I’m dealing with a system which users will access from multiple devices, with potentially different components of the system being used via each device.
For example, a user may be accessing component A and B on device 1, but only component B on device 2.
Would it be considered good practice, from a security perspective, to assign users multiple accounts, each for the different devices, with privileges tailored for each component use case?
For example, the user is assigned 2 accounts, one account for device 1 which has access to components A and B, and one account for device 2 which has access to only component B.

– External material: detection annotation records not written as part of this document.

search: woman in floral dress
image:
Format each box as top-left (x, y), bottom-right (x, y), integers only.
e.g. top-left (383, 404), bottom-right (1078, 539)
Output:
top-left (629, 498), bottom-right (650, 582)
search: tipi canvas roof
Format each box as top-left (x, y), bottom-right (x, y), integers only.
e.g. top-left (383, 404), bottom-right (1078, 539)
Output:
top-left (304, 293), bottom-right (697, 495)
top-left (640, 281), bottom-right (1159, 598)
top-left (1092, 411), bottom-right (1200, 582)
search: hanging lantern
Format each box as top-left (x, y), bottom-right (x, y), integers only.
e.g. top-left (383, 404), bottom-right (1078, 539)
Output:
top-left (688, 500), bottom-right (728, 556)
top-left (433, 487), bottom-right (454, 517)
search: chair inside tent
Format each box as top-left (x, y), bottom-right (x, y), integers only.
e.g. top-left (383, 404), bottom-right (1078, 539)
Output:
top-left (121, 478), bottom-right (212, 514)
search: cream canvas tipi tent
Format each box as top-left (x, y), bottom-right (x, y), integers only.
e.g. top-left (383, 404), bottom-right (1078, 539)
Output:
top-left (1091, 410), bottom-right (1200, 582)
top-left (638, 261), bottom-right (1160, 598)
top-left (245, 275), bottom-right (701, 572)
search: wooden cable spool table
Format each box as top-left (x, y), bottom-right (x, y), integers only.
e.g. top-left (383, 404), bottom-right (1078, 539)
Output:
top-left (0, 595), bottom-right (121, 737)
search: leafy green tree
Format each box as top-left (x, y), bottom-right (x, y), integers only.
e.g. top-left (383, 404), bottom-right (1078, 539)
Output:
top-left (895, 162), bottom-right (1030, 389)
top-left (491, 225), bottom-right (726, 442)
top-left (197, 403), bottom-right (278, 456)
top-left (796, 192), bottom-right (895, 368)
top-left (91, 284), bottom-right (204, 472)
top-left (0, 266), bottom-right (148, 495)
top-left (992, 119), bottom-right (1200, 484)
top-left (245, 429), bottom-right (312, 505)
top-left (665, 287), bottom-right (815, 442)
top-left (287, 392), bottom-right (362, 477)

This scheme seems to me like a good idea, as it would align with the principle of least privilege. It could limit the access to the system a 3rd party could gain if a user’s device is compromised. It seems particularly useful in a situation where the users’ devices are different in type and operation environment – for example, it would be ideal to limit privileges as much as possible for an account which is used on a mobile device, which may be more easily accessed than, for example, a workstation PC.
On the other hand, I don’t think I’ve come across such a scheme in the real world before, so perhaps it is not good practice. Maybe it is overkill and provides minimal benefit compared to the inconvenience it would cause? Or maybe it creates difficulties in auditing (now a user’s actions could be from any of multiple accounts, harder to track)?
(Note that I’m not talking about admin-level privileges to system components. Obviously admin access should be provided via separate accounts.)